The Collapse
- Ben Kemper
- May 9
- 3 min read
A new play by Selina Fillinger
Or: Death and Honey
“You Hep Cats want to know how the world ends?” Always an intriguing way to start a play, especially when underscored by a smooth jazz trio with a hint of buzz to it (snaps to composer Brian Lawler). Doubly so when the speaker is a Beatnik Bee (Pearl Rhein), ready to smoke, smolder, and lay it out for the lonely warm bloods out there, reminding through rhyme and sultry illusion the sweet and sticky ways of nature, all slick with sex and smelling of death.

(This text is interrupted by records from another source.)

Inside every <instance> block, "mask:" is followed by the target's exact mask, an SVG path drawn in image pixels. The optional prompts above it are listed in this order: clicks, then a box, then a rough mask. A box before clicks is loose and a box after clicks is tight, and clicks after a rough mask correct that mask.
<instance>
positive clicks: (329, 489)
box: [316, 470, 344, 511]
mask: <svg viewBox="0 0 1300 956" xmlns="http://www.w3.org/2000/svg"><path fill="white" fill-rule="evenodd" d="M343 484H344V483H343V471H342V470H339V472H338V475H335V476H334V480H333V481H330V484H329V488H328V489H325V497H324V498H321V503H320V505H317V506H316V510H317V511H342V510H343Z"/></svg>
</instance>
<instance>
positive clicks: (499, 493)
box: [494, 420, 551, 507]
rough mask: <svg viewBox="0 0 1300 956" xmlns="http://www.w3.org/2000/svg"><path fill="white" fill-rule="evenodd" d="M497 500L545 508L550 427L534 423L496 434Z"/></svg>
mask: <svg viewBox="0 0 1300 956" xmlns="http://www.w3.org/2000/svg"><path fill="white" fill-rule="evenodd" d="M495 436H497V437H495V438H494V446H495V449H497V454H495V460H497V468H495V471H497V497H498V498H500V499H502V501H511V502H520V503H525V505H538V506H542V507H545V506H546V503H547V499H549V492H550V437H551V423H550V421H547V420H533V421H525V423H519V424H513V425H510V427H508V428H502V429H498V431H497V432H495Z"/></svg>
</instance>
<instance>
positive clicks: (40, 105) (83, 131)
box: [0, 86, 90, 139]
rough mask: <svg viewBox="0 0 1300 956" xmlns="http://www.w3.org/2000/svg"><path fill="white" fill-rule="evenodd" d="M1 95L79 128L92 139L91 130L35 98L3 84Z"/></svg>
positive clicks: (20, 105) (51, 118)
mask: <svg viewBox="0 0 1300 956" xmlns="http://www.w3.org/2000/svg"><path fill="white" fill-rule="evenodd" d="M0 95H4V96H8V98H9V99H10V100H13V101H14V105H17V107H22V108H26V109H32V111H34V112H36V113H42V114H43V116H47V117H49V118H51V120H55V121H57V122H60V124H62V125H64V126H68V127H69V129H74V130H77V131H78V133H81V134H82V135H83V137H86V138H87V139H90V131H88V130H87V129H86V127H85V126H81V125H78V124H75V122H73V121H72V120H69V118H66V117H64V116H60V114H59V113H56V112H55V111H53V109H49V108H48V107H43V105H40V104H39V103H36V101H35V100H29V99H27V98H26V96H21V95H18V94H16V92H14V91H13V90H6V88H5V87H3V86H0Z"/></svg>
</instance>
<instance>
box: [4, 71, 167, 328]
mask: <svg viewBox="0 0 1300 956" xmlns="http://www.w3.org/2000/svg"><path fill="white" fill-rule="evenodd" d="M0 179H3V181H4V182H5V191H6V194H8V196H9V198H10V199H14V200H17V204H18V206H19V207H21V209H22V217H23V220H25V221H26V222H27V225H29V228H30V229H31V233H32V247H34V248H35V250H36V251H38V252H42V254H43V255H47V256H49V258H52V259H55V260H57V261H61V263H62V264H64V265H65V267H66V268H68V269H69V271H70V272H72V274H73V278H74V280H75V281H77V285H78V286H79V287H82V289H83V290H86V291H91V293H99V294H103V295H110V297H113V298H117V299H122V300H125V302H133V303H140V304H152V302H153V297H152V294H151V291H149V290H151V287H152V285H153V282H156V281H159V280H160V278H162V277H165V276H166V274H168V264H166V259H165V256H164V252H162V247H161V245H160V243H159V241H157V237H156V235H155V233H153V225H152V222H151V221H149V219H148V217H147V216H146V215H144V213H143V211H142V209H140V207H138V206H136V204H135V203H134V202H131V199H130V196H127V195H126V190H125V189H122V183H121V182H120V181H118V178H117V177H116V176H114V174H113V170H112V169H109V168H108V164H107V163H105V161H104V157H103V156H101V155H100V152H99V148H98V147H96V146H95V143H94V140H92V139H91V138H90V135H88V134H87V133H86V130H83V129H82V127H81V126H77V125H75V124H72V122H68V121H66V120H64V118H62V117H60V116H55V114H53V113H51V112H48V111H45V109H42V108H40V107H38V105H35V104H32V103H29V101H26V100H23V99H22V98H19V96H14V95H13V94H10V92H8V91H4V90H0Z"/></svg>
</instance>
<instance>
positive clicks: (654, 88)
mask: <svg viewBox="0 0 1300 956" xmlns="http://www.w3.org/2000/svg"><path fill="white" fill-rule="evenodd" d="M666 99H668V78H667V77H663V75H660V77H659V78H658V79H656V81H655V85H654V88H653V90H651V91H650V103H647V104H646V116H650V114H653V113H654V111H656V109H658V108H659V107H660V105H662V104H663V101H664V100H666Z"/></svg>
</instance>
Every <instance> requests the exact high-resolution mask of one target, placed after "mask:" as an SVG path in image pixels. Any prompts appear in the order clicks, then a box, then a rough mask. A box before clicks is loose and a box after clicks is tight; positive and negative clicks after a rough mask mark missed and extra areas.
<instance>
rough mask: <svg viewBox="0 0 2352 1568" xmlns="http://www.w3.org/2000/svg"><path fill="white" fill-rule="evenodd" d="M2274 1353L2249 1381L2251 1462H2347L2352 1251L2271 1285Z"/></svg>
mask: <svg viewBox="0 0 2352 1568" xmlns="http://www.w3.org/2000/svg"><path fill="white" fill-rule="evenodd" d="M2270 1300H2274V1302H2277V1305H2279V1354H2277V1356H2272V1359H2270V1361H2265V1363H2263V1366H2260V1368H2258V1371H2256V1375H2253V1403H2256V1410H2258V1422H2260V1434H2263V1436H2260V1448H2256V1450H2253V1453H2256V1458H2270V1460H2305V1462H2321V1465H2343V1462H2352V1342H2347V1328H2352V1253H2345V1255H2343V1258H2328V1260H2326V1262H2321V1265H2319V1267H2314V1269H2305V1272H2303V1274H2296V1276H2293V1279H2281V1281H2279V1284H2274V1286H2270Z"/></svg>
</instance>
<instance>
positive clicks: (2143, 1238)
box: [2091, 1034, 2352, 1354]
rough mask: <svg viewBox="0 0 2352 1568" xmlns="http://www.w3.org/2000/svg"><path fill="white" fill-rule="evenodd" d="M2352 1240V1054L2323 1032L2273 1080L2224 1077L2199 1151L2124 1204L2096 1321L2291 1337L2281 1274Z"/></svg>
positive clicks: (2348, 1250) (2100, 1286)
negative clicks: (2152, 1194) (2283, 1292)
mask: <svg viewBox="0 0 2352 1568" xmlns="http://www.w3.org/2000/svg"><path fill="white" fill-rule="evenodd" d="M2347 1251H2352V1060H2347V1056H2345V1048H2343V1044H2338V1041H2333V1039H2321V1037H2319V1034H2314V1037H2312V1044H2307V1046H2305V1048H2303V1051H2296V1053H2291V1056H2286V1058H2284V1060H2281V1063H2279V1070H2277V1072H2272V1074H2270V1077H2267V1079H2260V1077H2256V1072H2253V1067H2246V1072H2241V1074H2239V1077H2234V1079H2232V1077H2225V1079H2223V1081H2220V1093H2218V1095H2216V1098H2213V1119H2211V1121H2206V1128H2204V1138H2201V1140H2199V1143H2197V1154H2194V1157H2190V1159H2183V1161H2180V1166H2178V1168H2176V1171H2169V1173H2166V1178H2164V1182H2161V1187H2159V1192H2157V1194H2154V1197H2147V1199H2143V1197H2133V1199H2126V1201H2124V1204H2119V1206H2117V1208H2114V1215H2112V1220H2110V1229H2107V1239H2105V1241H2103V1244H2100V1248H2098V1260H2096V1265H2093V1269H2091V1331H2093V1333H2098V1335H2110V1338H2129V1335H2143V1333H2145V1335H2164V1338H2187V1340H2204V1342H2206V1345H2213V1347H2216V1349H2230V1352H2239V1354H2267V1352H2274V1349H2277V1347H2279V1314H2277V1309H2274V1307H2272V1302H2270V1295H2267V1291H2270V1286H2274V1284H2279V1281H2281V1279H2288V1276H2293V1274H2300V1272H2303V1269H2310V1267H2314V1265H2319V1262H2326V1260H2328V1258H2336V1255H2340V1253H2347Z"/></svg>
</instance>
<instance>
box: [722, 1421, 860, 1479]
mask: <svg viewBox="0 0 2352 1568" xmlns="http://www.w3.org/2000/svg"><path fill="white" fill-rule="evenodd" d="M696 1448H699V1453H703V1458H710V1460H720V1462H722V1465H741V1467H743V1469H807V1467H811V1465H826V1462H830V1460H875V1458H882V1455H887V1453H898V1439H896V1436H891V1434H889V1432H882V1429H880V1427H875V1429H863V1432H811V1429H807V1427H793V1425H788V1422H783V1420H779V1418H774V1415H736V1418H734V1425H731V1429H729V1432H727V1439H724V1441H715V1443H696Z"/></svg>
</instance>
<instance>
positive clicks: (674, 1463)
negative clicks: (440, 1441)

Our apian poet serves as master of sermons and onstage band to the action of Selina Fillinger’s Sloan Commissioned play The Collapse. Set in a wild-fire plagued Californian summer on a rural research station, we meet Viola (Gretchen Corbett) a renowned entomologist with a passion for bees, one of their truest defenders. Viola is kept afloat by her staunch hearted assistant Olga (Zuzanna Szadkowski) and this summer’s intern Alice (Sarah-Anne Martinez), whose packing some secrets along with her net and gloves. Add to this the struggles with Viola’s naighbor and ex-husband Leo (Roberto De Felice) and his fiancé Taylor (Heidi Armbruster) and you have a web of secrets, loves, and passions linked from each to each by tenuous filaments, the makings of a small hive about to swarm.
The lives of Entomologists, the lives of any scientist, is harder to tell stories about then it should be. The passion, the story, the sensuality, the treasures of any life is there, married to the infinite wonders of the natural world. But it’s so hard to translate it to playable action or enrapturing words, especially when in the shadow of extinction. What Fillinger does so beautifully is capturing the wild world of bees and other pollinators and the threats laid against them by agriculture and climate change, laid in shadow play against the human struggles that are neither jargon filled nor over simplifying nor make you want to walk out and throw yourself under a bus.
Instead we are treated (under the direction of Margot Bordelon) to Fillinger’s symphonic speech that’s blend of dramatic writing, natural without being tedious and poetic without being flowery. Her scenes hum with the same riveting fission (the same anticipatory buzz) when her characters are in the middle of seduction or a battle or watching the wild fires creep closer to the camp. The Collapse is replete my favorite theatrical device, when something unsaid passes under a characters word and they and their audience come to the realization at the exact same time (particularly for Alice, for whole Martinez skates swiftly over the ice of her past and future, trying to outrun the cracks).
Bordelon is an apt collaborator for such a play. In the confines of a Zoom performance (and this play begs to be put on the stage where skin can touch skin and the gasps and cackles of the audience can echo) she’s coaxed a living intimacy. Particularly with Corbett (a performer so magnetic as to make the viewer her scene partner almost,) and Szadkowski whose deft hand for comedy underscores a perfection for understatement and yearning. Their chemistry takes us away from a zoom play and puts us into a theater of the mind, the small intimate space with all of us sharing the same air, the same heat, just with the audience having really, really good seats.
De Felice also gives a performance of note, the farmer made good who’s pulled, drone like, into a relationship he knows will ruin him, showcasing both the arrogance that destroyed their marriage and the sweetness and care to show what Viola still sees in him. A point where she finger-feeds some of her hives treasure for a sore throat (“You know where I keep my honey.”) detonates a storm of butterflies in the stomaches of the stoniest of viewers. And Armbruster is a delight, leaping from the screen with radiant energy and peeling away Taylor’s Good Ol’ Gal grit to something perpetually surprising. She particularly relishes in the plays sharp jabs of dialog that either tickle us to gaps or leave us with breath cut short.
The Collapse is that perfect science play that teaches indirectly, that opens the eyes to the natural world and forces us to take interest, real interest in the works of others, and not be so done up in our cycles of avoidance. You have to listen with a little less mammal and a little more bee,” Rhein grins over her microphone. It doesn’t just tell a story but a parable, of energy released, the relinquishment of our driving fears in the name of connection with our wildly unknowable fellow creatures.